A court case in Germany is still in court debating the compensation issues that plagued some bankers during the financial crisis.
Namely, who should be penalised if one party made considerable amounts of money during the crisis while its employer lost money?
A group of 104 bankers in Germany is still in court over the issue. They are suing Commerzbank for not honouring their bonus contracts when the bank bought Dresdner Kleinwort.
The bankers claim that when Commerzbank bought Dresdner Kleinwort, their contracts with Dresdner remained intact.
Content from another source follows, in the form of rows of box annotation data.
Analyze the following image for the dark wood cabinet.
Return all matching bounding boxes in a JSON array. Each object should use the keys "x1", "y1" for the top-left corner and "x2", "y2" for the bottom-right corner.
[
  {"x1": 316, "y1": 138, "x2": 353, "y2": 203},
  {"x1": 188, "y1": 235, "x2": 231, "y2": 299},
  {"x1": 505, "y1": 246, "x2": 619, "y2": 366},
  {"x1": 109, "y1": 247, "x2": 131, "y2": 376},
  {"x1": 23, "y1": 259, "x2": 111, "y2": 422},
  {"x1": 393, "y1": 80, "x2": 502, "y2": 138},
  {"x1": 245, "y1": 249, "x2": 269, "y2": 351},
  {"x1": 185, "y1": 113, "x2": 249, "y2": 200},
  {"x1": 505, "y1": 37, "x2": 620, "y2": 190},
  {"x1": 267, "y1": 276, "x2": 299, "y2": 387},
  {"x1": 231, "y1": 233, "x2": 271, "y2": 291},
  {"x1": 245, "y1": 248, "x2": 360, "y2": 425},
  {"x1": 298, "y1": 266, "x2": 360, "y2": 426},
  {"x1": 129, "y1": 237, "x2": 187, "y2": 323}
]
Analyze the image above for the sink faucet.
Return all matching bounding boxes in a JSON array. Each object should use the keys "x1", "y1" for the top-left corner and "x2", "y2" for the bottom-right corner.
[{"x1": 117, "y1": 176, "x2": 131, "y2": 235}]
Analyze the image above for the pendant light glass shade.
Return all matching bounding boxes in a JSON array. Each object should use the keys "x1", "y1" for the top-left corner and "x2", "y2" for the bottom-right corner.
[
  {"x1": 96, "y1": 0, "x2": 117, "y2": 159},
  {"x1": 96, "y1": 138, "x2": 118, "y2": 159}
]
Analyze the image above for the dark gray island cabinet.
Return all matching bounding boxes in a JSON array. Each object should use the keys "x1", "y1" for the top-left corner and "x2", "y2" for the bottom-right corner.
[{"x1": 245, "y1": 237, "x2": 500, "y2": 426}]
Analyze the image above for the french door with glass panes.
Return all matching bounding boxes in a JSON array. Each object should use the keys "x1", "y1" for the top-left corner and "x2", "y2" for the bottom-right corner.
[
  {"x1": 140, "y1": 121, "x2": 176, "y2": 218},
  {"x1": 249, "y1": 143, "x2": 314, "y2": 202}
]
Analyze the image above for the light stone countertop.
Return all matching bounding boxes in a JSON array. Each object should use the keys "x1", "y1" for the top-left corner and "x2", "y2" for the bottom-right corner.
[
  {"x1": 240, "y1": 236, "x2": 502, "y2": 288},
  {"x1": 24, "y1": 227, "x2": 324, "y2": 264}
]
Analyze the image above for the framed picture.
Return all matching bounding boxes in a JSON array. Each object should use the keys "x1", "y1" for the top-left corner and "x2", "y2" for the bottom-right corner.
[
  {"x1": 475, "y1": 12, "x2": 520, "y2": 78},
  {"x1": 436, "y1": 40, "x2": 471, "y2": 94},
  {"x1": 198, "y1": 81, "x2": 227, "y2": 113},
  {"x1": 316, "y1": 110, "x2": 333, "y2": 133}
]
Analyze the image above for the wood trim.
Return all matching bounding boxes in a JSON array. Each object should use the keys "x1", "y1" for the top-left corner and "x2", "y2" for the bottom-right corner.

Thus their agreement with their former employer to pay them shares from a €400 million bonus pool should be honored.
Commerzbank argues that Dresdner was insolvent, and therefore might not have been able to pay its employees anything if Commerzbank had not bailed it out.
It says that Dresdner’s losses for 2008 – which amount to €6.3bn – materially changed its responsibility to pay bonuses, according to the Telegraph. And it claims that the bonuses are discretionary, not guaranteed.
The case is similar to what happened in the U.S. after the financial crisis, when bankers fought to be paid their bonuses after their firms were bailed out by the Fed.
The difference would be that when ownership switched hands from Dresdner to Commerzbank, the contracts might have been renegotiated, like when Bank of America bought Merrill Lynch, whereas when AIG, for example, took billions in taxpayer bailout, it remained the owner with the duty to pay or dispute bonus contracts. (In some cases, AIG ended up getting bonuses back.)
The case has been going on for a while now, and the bankers just caught a huge break when Commerzbank lost a bid to dismiss the case. Now the bankers and Commerzbank are back in trial after a seemingly sympathetic judge in the appeal court (the bankers lost their first attempt, then appealed the decision) said, according to the Telegraph:
“I see no reason why a promise of a guaranteed minimum bonus pool cannot be contractually binding even though the individual employees cannot at that time point to an entitlement of a specific bonus payable out of it.”
“At the very least, each of them would be entitled to nominal damages.”